The first change is the REMOVAL of the re-index restart ability. WHAT? WHY? Re-index restart was introduced because of an issue in which sometimes a re-index run gets interrupted. This was an attempt to be able to do another re-index, picking up where the last one stopped. The process worked — kind of — and not in all circumstances. The first issue was that the restart HAD to be the very next thing done, and certain steps HAD to be followed. So it wasn’t user friendly. Secondly, the restart HAD to be during the SAME session, a condition which was often not met and was totally out of the users control. The reason a re-index run stops is often because the session ended! In other words, IF the restart worked, it worked nicely. But when it didn’t worked, which was often, it left a bigger mess than the original incomplete index.

For those who feel the process was something they can’t live without, Sphider 4.0.2 and SphiderLite 2.0.2 will remain available for download upon special request until such time as I can add the instructions duplicate the restart functionality to the Sphider MODS board at https://www.forum.worldspaceflight.com/.

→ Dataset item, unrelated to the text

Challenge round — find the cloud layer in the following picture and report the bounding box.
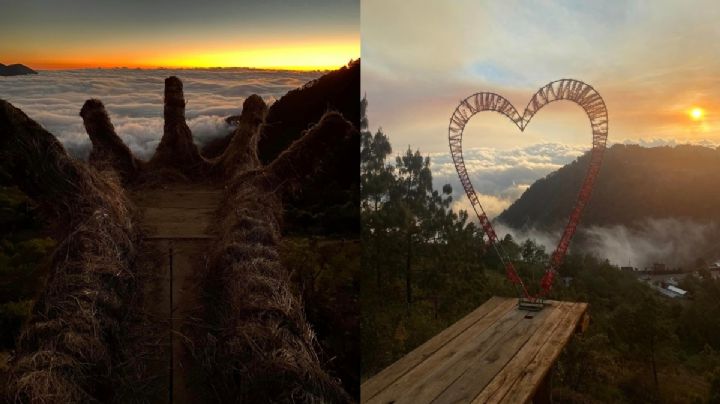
[495,218,720,268]
[0,69,320,159]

The second change has to do with sitemaps. Sphider has had the ability to index using a sitemap, but with a caveat — the sitemap had to be a simple sitemap.xml with a list of links to pages. Many larger sites have a sitemap.xml which consists of links to other sitemaps. Sphider 4.1.0 and SphiderLite 2.1.0 can handle this. One thing to be aware of is that with a larger site, it might take a very significant amount of time for Sphider to digest these maps! Sphider may appear frozen for awhile as it works in the background. Just watch in the browser tab for signs of activity.

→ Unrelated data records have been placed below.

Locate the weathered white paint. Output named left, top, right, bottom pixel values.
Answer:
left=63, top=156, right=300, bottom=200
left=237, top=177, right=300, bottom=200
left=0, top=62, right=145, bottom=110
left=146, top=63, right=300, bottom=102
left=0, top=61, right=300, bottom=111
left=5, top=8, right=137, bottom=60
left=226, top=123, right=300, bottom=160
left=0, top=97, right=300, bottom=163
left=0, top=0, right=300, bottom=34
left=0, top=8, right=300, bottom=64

February 28, 2022July 26, 2024

Sphider: Indexing from sitemaps

Sphider can index using a sitemap — PROVIDED it is a traditional sitemap of url’s and not a sitemap directory listing additional sitemaps (which contain the url’s). This is popular on larger websites.

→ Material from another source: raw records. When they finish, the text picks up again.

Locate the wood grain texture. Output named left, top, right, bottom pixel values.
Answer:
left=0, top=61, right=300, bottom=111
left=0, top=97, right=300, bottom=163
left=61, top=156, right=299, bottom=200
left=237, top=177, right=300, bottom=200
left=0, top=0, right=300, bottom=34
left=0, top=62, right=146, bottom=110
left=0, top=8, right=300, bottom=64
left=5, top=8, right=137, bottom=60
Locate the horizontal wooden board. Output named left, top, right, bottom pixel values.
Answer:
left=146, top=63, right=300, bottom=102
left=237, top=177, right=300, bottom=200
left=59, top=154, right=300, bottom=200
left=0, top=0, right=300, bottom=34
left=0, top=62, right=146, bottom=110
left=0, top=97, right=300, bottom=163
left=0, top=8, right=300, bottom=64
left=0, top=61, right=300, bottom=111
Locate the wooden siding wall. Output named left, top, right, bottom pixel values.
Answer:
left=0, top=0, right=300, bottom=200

Well, we have been playing with a mod that can change that! Initial tests show that just might actually work! We have found one instance that can mess up the process and have disarmed it. The question is, are there other instances that can derail us? Only extensive testing will tell.

We will post the mod in the Sphider Help Forum, but will also provide it here.

In spiderfuncs.php, find the function getSiteMap(). Modify the function with the bold code as follows:

function getSiteMap($input_file)
{
$links = '';
$sitemap = simplexml_load_file($input_file);
if ($sitemap != '') {
$links = array ();
foreach ($sitemap as $url) {
// START MOD PART 1
// For some reason, wlwmanifest.xml interfers with the recursion
// Therefore, let's ignore it
if (preg_match("/wlwmanifest\.xml$/i", $url->loc)) {
continue;
}
if (preg_match("/\.xml$/i", $url->loc)) {
$submap = $url->loc;
foreach ($submap as $input2) {
$sitemap2 = simplexml_load_file($input2);
if ($sitemap2 != '') {
foreach ($sitemap2 as $url2) {
$links[] = ($url2->loc);
}
}
}
} else {
// END MOD PART 1
$links[] =($url->loc);
// START MOD PART 2
}
// END MOD PART 2
}
$links = explode(",", (implode(",", $links)));
}
return $links;
}

Let us know if you try this, and ESPECIALLY if there are issues!